American History Stories, Volume I by  Mara L. Pratt


[Illustration]

A NEW ENGLAND HOME IN COLONIAL DAYS

Manner of Dress

You remember how very plain the Puritans dressed at the time of their leaving England. Then the men wore their hair shaved so closely that they were called Roundheads. The women, too, all dressed very plainly, in homespun dresses and stiffly starched white aprons.

There was a time when a fine was imposed on any man who should wear his hair long; and if a woman wore any sort of jewelry, she was looked upon as a most wicked creature, one upon whom the punishment of heaven would surely fall.

As time went on, and the Puritans mixed more and more with other people, these severe styles gave way, and at last the Boston folks of the Puritan colony were as gay in their dress as were the Cavaliers of Virginia.

In a history of America, written for young people by Abby Sage Richardson, there is such a good description of these people as they dressed at this time, just before the Revolution, of which we are going so soon to hear, that I think we must stop and read it.
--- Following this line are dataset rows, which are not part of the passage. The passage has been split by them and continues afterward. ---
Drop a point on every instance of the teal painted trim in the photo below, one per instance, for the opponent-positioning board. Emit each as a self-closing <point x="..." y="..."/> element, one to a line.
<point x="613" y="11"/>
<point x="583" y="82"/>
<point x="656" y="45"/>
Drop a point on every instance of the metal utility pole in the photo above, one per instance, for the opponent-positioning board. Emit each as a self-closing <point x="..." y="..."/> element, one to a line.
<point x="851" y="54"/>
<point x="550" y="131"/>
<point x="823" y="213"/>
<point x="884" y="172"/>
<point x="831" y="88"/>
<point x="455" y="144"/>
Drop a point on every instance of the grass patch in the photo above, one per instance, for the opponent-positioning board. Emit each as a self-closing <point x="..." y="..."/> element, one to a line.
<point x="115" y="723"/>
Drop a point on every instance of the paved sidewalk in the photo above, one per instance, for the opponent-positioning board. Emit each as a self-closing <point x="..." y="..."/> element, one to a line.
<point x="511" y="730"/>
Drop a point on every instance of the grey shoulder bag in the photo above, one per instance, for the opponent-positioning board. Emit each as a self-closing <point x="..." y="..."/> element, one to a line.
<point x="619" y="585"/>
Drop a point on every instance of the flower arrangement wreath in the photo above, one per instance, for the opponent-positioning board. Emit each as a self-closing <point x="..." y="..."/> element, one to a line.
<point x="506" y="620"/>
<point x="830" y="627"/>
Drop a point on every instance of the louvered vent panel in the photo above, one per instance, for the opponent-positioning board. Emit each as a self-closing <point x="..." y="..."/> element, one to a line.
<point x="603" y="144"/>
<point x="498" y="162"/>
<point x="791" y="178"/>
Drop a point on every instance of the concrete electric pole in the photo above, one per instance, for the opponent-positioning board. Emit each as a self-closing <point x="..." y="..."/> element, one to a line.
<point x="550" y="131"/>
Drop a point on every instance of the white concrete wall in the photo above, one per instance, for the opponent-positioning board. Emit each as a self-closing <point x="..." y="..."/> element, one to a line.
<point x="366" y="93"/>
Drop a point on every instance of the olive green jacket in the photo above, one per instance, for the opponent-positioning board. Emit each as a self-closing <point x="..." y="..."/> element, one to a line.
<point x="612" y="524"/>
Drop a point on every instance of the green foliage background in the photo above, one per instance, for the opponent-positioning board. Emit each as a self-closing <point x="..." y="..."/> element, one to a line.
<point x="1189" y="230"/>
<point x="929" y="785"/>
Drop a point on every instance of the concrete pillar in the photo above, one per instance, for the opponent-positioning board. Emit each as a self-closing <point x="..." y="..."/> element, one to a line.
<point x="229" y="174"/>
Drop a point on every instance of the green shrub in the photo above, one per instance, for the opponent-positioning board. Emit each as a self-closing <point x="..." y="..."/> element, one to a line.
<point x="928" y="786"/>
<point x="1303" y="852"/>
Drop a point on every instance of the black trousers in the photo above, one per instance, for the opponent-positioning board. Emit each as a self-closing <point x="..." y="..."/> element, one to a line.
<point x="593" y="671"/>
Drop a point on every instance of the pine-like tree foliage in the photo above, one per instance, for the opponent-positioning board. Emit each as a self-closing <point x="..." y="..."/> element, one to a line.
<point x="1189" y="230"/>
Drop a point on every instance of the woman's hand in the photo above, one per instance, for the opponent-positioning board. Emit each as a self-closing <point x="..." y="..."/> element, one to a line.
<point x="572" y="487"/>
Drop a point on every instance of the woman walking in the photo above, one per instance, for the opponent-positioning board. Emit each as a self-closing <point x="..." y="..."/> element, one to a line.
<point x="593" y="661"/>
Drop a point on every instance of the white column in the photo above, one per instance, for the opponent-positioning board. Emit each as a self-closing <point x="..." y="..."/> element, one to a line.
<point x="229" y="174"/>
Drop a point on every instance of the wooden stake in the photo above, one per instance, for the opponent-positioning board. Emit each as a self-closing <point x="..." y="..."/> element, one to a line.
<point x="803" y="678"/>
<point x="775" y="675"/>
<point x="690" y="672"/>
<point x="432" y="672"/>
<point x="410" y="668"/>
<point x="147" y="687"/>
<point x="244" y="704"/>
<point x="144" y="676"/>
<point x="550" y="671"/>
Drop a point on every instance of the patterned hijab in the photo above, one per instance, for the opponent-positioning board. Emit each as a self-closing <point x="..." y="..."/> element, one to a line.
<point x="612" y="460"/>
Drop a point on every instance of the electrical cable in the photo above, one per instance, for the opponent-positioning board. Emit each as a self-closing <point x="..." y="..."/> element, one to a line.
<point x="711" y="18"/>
You remember the rude log cabin in which these first Puritans who came to Cape Cod Bay lived. Compare that rude cabin with Miss Richardson's description of Governor Hutchinson's house in Boston as it looked in the Revolutionary time: "It was a fine brick house, three stories high. If we enter the house we shall find a large hall with massive staircases heavily carved, the floor laid in elegant colored marble or different woods.

"The walls are painted, there are fluted columns supporting the ceiling, and there is heavy mahogany furniture set around in stately grandeur."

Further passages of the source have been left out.